In London, too, is a station built beneath a church. This is the Bank Station on the City and South London section of the London Tube Railways, which lies beneath the Church of St. Mary Woolnoth. Another London station -St. Pancras - is really only the top part of a station. The bulk of the station lies unseen below the platforms, it was built originally as a London terminus for the enormous number of barrels of Burton beer of the old hard-drinking days, and passengers were merely a minor consideration. Times have changed, and most of that space is unused. There is a tunnel down there in which mushrooms are grown to-day.
There are, of course, plenty of stations not now in use, but in Norfolk there was a station which was never used, to which one never could buy a ticket. That was Roudham on the old Great Eastern, which was an interchange junction where two lines crossed.
Another station on the Underground System changed its name to that of a famous football club. This was Gillespie Road, which became Arsenal Station when the club of that name became a household word.

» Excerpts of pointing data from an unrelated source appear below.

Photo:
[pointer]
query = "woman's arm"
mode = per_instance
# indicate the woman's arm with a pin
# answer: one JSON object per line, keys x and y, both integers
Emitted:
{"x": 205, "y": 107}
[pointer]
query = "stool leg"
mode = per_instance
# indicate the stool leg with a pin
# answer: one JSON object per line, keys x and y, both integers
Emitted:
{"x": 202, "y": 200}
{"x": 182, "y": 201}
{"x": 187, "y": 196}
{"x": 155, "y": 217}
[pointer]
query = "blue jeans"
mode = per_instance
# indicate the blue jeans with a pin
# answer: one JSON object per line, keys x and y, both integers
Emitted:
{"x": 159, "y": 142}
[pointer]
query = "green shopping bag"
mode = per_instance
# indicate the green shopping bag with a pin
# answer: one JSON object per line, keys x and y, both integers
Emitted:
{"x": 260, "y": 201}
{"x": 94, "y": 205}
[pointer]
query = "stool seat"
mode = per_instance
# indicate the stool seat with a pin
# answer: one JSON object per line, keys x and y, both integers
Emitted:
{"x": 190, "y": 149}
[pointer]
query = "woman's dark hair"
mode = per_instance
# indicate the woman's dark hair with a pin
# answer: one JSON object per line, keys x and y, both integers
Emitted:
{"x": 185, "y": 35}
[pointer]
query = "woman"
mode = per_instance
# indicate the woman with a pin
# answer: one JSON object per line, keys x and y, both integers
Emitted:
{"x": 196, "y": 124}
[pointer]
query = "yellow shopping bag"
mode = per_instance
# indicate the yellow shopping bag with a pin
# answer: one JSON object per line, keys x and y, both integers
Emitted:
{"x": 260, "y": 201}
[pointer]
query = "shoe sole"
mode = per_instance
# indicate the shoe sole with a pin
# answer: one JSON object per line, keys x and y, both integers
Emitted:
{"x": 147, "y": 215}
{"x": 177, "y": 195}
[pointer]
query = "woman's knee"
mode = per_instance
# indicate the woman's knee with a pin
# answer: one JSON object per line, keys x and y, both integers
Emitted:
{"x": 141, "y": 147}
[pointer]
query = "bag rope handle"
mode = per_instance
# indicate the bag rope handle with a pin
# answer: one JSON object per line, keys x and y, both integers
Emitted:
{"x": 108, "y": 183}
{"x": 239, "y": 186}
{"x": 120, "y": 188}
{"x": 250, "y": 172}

The station with the longest name in the United Kingdom is on the L.M.S. line between Bangor and Holyhead. Its proper name is Llanfairpwllgwyngyllgogerychwyrndrobwllllantysiliogogogoch, generally shortened to Llanfair P.G. Its principal industry is selling its own name on strips of paper to tourists for a copper. Bitt names are important. There is Wilpshire for Ribchester, near Blackburn in Lancashire. Once it was plain Ribchester, which is three miles from the station. It is said that an indignant traveller hired a cab and sent the bill to the company, saying that they ought not to call the place Ribchester if it were a cab-fare away. The company changed the name. But there are countries where they would think nothing of such a detail. Odemira in Portugal is fourteen miles from Odemira Station.
Some railway stations are used chiefly by pilgrims. Carfin Halt, near Holytown, between Edinburgh and Glasgow, was built especially for the special pilgrim trains that ran on great festivals to the Catholic Shrine of Carfin; it was opened in 1927. On certain days it is thronged by many thousands of people, and specials await them in the sidings.
In the U.S.A. is one of the oldest railway stations in the world - Mount Clare, on the outskirts of Baltimore. Mount Clare was a large farm owned by a miller and farmer named Carroll, who transferred ten acres of his property to the Baltimore and Ohio Railroad. At this spot the first American locomotive shop was erected, in 1829, and the first American station was opened in 1830. The station has been in continuous use ever since; but the primitive shop has been replaced by extensive locomotive works.